3D Endoscope-Assisted Transcallosal Approach to the Third Ventricle Using a Minimally Invasive Tubular Retractor System - A Feasibility Study

Alireza Shoakazemi 1, Alexander I. Evins 1, Philip E. Stieg 1, Antonio Bernardo 1
  • 1New York, USA

Background: Surgical approaches to deep-seated brain pathologies, specifically lesions of the third ventricle, have always been a challenge for neurosurgeons. Factors including type of pathology, age at presentation, and presence of hydrocephalus may be used to determine the optimal surgical approach. In certain cases, the transcallosal approach remains the best option for targeting lesions of the third ventricle. Retraction of the fornices and the wall of the third ventricle during this approach have been associated with neuropsychological and hypothalamic deficits. We investigate the feasibility of an interhemispheric 3D endoscope-assisted trancallosal approach through a minimally invasive tubular retractor system for the management of third ventricular lesions.

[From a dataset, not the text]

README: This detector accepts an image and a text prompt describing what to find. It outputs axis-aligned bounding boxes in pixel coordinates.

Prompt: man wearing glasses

Methods: Interhemispheric transcallosal approaches were performed in 5 preserved cadaveric heads (10 sides) injected with colored latex. A ViewSite™ Brain Access System (Vycor Medical, Inc., Boca Raton, FL, USA) of tubular retractors was used. Each specimen underwent a small parasagittal craniotomy with the use of neuronavigation (Brainlab AG, Feldkirchen, Germany). The tubular retractor was introduced under direct 3D endoscopic visualization. Following observation of crucial vascular structures and the corpus callosum, fenestration of the corpus callosum was performed using bayonetted microinstruments. The retractor was passed through the opening and secured. Feasibility of different modifications of the transcallosal approach through the tubular retractor system (transforaminal, interfornicial, etc.) was assessed using a scoring system.

Results: This approach, with use of the tubular retractor system, provided better visualization of third ventricle and more stable and rigid retraction of corpus callosum and fornices. Byonetted instruments and bipolar cautery were passed through the tubular retractor with no difficulty, and the tubular retractors applied rigid, constant, and equally distributed pressure on corpus callosum. The technique allowed for the splitting of white matter tracts rather than their transection.

Conclusion: Though some authors have advocated the benefits of retractorless microsurgical techniques in approaching the third ventricle, the use of routine retractors and their potential complications, in some cases, cannot be avoided. An increase incidence of cortical damage has been reported in a rat model, wherein retractors were held in place for more than 15 minutes at a pressure of 20 mm Hg. We found the interhemispheric 3D endoscope-assisted trancallosal approach through tubular retractors to be feasible for the management of pathologies of the third ventricle. Further clinical studies are necessary to determine potential complication rates.